They have done precisely that during his tenure, winning the state choral title in 1993 and finishing as runner-up the following year. Plus, his 1995 New Sensation show choir earned the honor of performing at New York City’s fabled Carnegie Hall. A framed photo of that moment rests behind him on his desk. He reached for it and reminisced.

“It was such a thrill to conduct my students on that stage,” he said. “Afterward, standing in the wings, I thought, ‘What do we do next?'”

After a recent area show choir competition, his feelings for his students spilled onto his Facebook page.

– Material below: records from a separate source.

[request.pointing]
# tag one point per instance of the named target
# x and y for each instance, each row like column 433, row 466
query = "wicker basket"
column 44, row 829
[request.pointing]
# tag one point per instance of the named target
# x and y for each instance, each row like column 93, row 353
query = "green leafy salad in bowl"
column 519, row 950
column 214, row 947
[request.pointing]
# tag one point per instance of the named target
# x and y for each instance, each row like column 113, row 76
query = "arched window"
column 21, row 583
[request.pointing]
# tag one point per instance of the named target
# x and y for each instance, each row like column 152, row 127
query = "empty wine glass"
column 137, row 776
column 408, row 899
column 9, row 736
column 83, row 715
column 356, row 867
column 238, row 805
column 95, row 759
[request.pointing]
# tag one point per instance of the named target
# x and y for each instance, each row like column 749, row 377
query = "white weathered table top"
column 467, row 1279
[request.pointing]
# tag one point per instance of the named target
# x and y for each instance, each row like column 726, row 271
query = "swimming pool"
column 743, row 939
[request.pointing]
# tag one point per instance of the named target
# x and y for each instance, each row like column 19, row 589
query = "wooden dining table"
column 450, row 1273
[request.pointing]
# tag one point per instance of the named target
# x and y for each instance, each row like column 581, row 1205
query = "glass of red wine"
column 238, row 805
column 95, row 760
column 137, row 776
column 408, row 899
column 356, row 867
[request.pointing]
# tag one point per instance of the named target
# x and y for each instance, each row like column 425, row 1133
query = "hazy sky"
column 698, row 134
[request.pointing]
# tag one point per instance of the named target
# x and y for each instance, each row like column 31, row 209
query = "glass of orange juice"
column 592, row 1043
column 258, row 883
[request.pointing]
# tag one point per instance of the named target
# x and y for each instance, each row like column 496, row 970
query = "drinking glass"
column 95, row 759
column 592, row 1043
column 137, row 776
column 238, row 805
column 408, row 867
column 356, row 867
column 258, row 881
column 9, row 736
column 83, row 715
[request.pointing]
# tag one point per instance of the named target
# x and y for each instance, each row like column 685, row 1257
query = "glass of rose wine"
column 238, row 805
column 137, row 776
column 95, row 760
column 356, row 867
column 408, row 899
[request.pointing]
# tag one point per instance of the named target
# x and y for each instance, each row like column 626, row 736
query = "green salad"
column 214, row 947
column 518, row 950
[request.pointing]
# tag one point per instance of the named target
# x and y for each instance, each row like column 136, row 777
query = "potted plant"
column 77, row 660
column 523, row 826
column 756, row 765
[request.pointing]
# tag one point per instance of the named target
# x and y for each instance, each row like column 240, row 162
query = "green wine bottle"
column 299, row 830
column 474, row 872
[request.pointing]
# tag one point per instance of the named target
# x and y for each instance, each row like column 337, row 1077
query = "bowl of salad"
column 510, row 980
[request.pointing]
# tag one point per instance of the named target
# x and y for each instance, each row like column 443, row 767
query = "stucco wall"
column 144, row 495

“It really is a second family,” he said of his choir. “We might not always like each other, but the love never goes away.”

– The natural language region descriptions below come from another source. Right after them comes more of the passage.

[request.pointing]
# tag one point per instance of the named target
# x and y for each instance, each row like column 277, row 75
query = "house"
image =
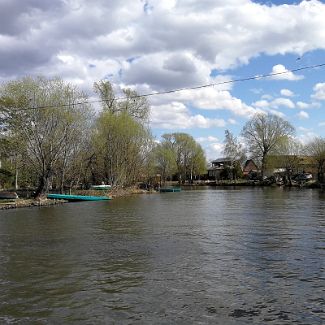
column 249, row 168
column 295, row 164
column 217, row 167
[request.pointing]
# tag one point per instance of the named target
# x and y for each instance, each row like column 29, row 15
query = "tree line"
column 52, row 138
column 270, row 141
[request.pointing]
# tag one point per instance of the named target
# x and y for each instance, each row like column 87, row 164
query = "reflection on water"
column 209, row 256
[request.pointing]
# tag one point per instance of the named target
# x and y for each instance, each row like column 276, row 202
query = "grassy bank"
column 23, row 203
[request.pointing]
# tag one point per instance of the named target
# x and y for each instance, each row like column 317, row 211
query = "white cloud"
column 287, row 93
column 177, row 116
column 282, row 102
column 222, row 34
column 280, row 72
column 303, row 115
column 319, row 91
column 274, row 104
column 304, row 105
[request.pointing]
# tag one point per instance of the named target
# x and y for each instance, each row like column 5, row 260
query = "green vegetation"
column 51, row 138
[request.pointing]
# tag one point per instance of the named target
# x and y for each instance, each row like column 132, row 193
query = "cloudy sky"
column 159, row 45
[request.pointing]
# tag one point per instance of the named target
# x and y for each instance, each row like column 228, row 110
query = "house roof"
column 220, row 160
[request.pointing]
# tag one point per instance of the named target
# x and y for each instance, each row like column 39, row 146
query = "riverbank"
column 26, row 203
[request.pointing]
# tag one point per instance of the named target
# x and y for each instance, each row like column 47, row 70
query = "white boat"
column 101, row 187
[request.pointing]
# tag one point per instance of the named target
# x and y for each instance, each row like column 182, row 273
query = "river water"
column 205, row 256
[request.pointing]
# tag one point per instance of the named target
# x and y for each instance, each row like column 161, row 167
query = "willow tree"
column 121, row 147
column 188, row 155
column 128, row 102
column 316, row 149
column 121, row 138
column 44, row 117
column 236, row 152
column 264, row 133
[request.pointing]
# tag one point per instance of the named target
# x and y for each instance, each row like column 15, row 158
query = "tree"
column 43, row 117
column 187, row 154
column 288, row 156
column 264, row 133
column 235, row 151
column 134, row 105
column 121, row 147
column 316, row 149
column 165, row 160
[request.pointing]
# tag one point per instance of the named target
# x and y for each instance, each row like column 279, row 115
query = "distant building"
column 250, row 167
column 217, row 167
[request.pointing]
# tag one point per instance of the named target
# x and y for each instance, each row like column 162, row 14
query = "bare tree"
column 43, row 116
column 316, row 149
column 264, row 133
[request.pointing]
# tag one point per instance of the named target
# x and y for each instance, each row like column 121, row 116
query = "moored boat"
column 68, row 197
column 101, row 187
column 4, row 195
column 170, row 189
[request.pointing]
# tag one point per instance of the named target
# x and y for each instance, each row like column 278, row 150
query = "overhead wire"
column 171, row 91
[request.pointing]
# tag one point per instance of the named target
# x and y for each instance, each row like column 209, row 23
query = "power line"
column 256, row 77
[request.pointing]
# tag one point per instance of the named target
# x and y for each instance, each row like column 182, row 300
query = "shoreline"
column 28, row 203
column 44, row 202
column 124, row 192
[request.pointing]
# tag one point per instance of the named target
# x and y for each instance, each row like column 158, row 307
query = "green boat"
column 77, row 197
column 170, row 189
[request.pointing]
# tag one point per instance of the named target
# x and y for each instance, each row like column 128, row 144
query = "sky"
column 155, row 46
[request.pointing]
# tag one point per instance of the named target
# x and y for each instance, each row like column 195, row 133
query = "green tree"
column 134, row 105
column 165, row 160
column 187, row 153
column 121, row 147
column 316, row 149
column 42, row 115
column 264, row 133
column 235, row 151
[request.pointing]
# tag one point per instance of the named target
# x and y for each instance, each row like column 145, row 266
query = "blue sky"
column 153, row 46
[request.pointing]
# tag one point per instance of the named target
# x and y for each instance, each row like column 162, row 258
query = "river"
column 204, row 256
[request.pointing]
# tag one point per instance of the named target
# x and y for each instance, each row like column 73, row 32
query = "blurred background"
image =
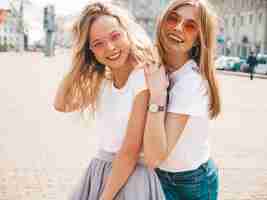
column 43, row 152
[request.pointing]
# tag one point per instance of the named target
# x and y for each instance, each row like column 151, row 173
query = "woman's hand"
column 157, row 82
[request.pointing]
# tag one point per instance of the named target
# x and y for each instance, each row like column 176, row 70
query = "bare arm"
column 161, row 135
column 61, row 102
column 162, row 129
column 125, row 161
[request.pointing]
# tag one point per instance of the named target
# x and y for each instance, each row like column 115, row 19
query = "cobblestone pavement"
column 43, row 153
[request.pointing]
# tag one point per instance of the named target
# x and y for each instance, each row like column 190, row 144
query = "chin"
column 117, row 64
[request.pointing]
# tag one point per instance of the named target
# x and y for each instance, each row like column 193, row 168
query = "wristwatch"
column 155, row 108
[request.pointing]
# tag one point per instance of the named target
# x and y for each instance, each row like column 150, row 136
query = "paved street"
column 43, row 152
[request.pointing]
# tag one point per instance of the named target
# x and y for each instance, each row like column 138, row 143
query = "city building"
column 8, row 32
column 145, row 12
column 244, row 26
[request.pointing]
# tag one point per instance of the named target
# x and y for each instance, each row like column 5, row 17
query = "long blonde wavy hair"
column 207, row 39
column 85, row 78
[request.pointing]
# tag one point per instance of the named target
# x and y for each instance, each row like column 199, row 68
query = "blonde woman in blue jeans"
column 181, row 105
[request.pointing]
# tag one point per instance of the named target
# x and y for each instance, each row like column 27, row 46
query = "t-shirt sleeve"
column 139, row 82
column 190, row 97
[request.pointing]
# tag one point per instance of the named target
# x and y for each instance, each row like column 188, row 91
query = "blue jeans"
column 199, row 184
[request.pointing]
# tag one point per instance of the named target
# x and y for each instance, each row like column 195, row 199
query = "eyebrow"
column 175, row 11
column 95, row 40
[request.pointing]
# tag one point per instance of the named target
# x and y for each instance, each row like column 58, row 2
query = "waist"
column 109, row 156
column 205, row 167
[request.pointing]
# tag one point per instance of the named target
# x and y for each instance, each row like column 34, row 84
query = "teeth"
column 114, row 56
column 174, row 37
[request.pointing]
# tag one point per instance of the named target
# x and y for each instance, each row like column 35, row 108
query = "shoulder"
column 191, row 80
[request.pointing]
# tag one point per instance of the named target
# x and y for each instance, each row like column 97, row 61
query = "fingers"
column 151, row 68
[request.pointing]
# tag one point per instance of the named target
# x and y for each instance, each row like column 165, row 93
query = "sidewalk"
column 242, row 74
column 43, row 152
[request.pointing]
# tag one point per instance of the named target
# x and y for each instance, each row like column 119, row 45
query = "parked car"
column 228, row 63
column 261, row 69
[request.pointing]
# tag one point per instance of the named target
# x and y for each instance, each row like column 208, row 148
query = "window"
column 242, row 20
column 233, row 24
column 225, row 22
column 260, row 18
column 250, row 18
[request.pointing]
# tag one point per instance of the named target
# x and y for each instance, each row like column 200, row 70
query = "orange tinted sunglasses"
column 188, row 25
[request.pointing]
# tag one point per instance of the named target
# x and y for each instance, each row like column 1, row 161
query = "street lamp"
column 3, row 14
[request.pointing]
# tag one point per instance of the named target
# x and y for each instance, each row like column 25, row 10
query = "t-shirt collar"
column 189, row 65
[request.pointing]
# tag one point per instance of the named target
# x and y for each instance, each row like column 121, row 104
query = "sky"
column 34, row 15
column 63, row 6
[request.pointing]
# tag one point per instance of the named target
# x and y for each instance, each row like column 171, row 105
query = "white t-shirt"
column 114, row 109
column 189, row 95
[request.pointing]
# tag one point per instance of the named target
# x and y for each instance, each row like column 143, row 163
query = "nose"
column 179, row 26
column 110, row 45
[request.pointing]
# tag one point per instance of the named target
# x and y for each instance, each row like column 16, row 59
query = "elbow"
column 153, row 162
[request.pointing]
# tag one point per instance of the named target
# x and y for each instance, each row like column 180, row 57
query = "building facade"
column 244, row 26
column 145, row 12
column 8, row 33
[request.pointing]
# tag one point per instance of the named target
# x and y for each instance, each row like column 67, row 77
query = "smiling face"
column 109, row 42
column 180, row 29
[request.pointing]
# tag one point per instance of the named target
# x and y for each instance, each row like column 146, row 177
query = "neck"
column 175, row 60
column 121, row 75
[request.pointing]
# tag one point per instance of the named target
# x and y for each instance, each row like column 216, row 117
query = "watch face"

His singers feel the same way.

Some of them have been under his guidance since they were seventh-graders at Central Middle School, where he also teaches a few classes.

“He’s not just our teacher,” said East senior and choir member Jacob Anderson, lauding Hauan for reaching students on a personal level. “He’s more like a parent-friend.”

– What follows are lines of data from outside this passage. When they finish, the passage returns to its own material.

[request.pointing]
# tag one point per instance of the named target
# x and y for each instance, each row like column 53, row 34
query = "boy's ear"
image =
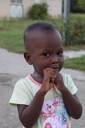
column 27, row 57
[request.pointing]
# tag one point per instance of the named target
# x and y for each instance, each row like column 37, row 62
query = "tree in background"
column 77, row 6
column 81, row 5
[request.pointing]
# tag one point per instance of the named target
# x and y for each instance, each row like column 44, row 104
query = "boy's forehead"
column 37, row 37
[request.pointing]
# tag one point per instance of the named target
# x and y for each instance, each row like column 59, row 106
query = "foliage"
column 77, row 6
column 75, row 31
column 81, row 5
column 38, row 11
column 75, row 63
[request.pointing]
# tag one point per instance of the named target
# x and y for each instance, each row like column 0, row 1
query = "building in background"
column 19, row 8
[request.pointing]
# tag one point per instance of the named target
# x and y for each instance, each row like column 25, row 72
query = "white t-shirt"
column 53, row 114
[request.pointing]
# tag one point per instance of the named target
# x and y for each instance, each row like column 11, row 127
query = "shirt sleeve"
column 70, row 84
column 21, row 93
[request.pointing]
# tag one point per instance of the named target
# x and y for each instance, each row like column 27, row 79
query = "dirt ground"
column 9, row 74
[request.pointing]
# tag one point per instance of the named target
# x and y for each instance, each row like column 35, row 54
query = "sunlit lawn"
column 75, row 63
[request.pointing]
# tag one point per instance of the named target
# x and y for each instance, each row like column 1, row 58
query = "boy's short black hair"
column 39, row 26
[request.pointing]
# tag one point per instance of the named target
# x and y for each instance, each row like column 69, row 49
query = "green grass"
column 11, row 33
column 75, row 63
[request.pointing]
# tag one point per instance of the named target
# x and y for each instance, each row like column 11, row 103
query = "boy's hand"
column 59, row 84
column 48, row 81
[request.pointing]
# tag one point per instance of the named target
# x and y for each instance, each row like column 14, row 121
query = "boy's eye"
column 46, row 54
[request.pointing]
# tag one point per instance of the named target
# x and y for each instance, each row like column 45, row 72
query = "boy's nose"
column 54, row 59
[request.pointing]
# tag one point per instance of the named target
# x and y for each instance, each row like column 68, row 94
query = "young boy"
column 46, row 98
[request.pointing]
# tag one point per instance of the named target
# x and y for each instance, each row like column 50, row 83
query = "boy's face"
column 46, row 51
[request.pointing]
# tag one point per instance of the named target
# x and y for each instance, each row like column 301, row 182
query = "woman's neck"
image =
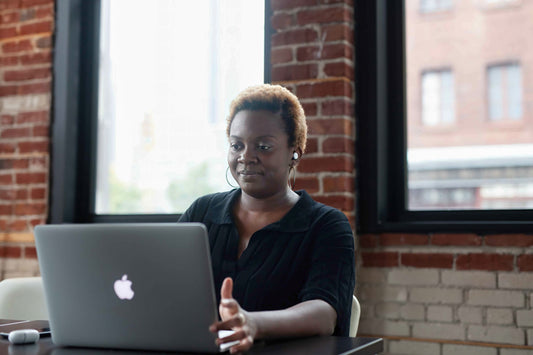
column 281, row 200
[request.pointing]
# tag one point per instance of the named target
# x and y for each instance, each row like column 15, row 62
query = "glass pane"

Anderson credits Hauan with giving him the tools to direct a fourth- through sixth-grade Smith Elementary School choir that the student recently began guiding.

Mark Newell, East’s principal over the past nine years, said he holds considerable respect for Hauan’s longevity and “all the time and energy he’s poured into our (choral) program. And he has had an impact on hundreds and hundreds of students coming through East.”

Those include people making a considerable mark in the arts.

That ranges from sisters Marja and Chasten Harmon, now seen on Broadway and in movies, to Phil Bond, who has worked as a New York City theater director and producer.

“To me, a teacher’s success is much more than maybe seeing a student starring on Broadway,” Hauan said. “I have seen a lot of students singing in choir, and they are kids who don’t seem to fit in anywhere else.”

Giving them a comfortable place to create, thrive and find affirmation and joy amid music remains as significant as maybe anything else to the veteran teacher. Besides, Hauan said he knew even in middle school that “I was put on this earth to teach.”

Away from the classroom, the music man — one choosy enough to prefer listening to classical composers such as Gustav Mahler to unwind — lets disco tunes drive his weightlifting workouts, one of his passions in recent years.

“Disco in the weight room keeps my energy level up,” he said.

When he leaves school for the last time, he will head to a cabin in the woods near Wheeling, West Virginia. There, he will live a week literally off the grid.

“And I really don’t know what’s coming after that,” he said.

He credits former East theater teacher Ray Le Blanc with offering wisdom about when retirement feels right and timely. But he acknowledged that, by May, goodbyes and final moments may be bittersweet.

Anderson considered Hauan’s impact on him and many of his peers just the past few years alone. And then he agreed that “The Awakening,” the Joseph M. Martin song they will croon at their final concert, applies all too well to their instructor’s imparted inspiration. In part, near the end, the lyrics read:

Wherever emptiness is found,

Let there be joy and glorious sound.

Let music never die in me.

Forever let my spirit sing.

About Ken Hauan

Age: 59.

Hometown: Dassel, Minnesota

Residence: Greenwood

Role: Choir director and vocal music teacher since 1991 at Columbus East High School

Personal: Single

Education: Bachelor of Music, 1981, from Bemidji State University in Minnesota. Master of Vocal Music performance, 1990, Indiana University.

Final choral concert: 7 p.m. May 23 at East’s Clarence E. Robbins Auditorium.